Others include the Educational Authority and the Türr István Training and Research Institute, which just last year took over various responsibilities from Klik, and the Educational Research and Development Institute, which absorbed the educational services developer and operator Educatio Kft. At the time Magyar Nemzet wrote that the merger created the largest of all governmental support organizations.
As part of the HUF 1.5 billion organizational restructuring, Klebelsberg Institution Maintenance Center (Klik) became solely responsible for maintaining public schools, the Educational Research and Development Institute became primarily responsible for supplying textbooks, and the Educational Authority assumed responsibility for providing professional services to teachers in addition to assuming certain tasks from the office of government. In practice, this meant that the Education Authority is responsible for evaluating teachers, inspecting schools, maintaining lists of expert advisors, as well as organizing academic, sport, and talent contests for students, in addition to running the new dropping-out warning system.
A money laundering operation?
In addition to conducting training for public workers and members of disadvantaged minority communities, the Türr István Training and Research Institute made headlines last year when Politics Can Be Different (LMP) anti-corruption crusader Ákos Hadházy essentially accused the institute of being little more than a money laundering operation.
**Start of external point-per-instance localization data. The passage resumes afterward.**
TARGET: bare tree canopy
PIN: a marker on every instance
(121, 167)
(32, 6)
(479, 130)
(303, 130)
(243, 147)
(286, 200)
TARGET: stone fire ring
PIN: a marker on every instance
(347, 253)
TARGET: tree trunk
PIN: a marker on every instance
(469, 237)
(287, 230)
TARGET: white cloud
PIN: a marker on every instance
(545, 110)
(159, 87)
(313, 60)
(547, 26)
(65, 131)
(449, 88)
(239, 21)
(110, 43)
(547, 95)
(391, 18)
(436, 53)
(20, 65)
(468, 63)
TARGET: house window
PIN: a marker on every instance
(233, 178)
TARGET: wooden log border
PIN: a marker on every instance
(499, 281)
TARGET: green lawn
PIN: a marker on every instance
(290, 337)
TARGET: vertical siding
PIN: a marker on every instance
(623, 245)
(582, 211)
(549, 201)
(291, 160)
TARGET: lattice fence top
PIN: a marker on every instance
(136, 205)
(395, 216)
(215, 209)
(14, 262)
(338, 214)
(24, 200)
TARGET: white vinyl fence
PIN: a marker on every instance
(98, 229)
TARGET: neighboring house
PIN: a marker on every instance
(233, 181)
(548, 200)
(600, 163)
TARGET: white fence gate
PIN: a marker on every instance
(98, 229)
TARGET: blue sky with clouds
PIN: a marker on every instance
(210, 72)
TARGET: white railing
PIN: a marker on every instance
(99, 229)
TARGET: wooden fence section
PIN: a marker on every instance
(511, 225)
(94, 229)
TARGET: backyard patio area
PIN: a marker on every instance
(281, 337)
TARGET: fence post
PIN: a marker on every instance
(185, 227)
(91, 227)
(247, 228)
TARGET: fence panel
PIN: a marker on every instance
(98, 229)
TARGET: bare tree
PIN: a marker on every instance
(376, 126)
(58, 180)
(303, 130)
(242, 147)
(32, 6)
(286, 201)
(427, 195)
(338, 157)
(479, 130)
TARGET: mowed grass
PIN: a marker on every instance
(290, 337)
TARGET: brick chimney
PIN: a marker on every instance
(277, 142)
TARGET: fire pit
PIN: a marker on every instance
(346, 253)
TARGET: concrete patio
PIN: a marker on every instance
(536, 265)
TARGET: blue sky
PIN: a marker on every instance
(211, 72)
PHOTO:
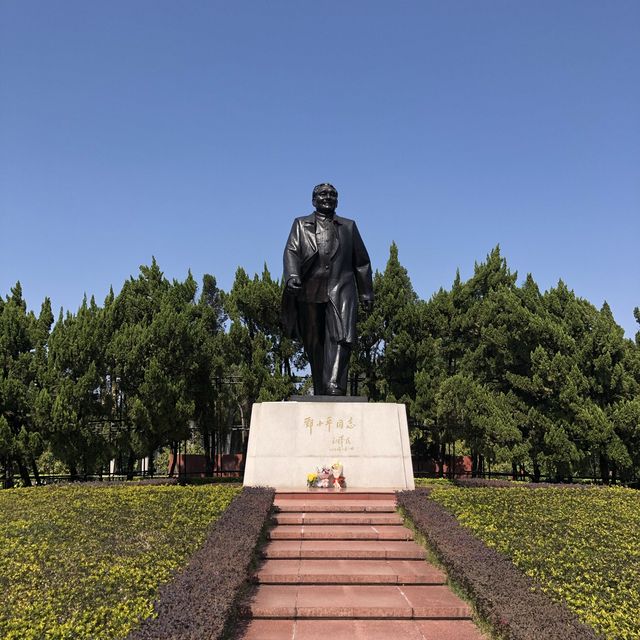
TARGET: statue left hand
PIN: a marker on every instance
(367, 305)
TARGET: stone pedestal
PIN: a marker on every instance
(288, 440)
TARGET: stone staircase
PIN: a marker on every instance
(343, 566)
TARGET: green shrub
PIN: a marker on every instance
(86, 562)
(582, 546)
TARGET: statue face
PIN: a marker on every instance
(325, 199)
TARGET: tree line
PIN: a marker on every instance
(539, 383)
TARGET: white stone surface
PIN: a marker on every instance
(288, 440)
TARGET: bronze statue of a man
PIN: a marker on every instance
(326, 269)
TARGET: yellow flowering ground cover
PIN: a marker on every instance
(581, 545)
(86, 562)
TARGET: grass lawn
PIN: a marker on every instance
(86, 562)
(581, 545)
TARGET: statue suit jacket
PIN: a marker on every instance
(349, 276)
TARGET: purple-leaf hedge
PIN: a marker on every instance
(484, 483)
(500, 592)
(200, 601)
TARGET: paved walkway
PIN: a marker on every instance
(343, 566)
Of the HUF 40 billion in public funds it received last year, only HUF 1.5 billion can be examined, says Hadházy, leading him to conclude that many of the institute’s public procurements were “fake orders” having no public benefit.
Last year the institute organized a high-level event celebrating the completion of last year’s Roma women employment assistance program. The institute spent HUF 10 million (USD 35,000) on a reception held in the Hungarian Academy of Sciences ballroom. It was also paid HUF 31 million (USD 107,000) to publish a manual on raising rabbits which turned out to have been little more than a translation of an agricultural instructional manual published in the United States 25 years earlier. The same institute paid HUF 25 million (USD 86,000) to an advertising company to remove snow and ice from sidewalks in front of three branch offices in the countryside.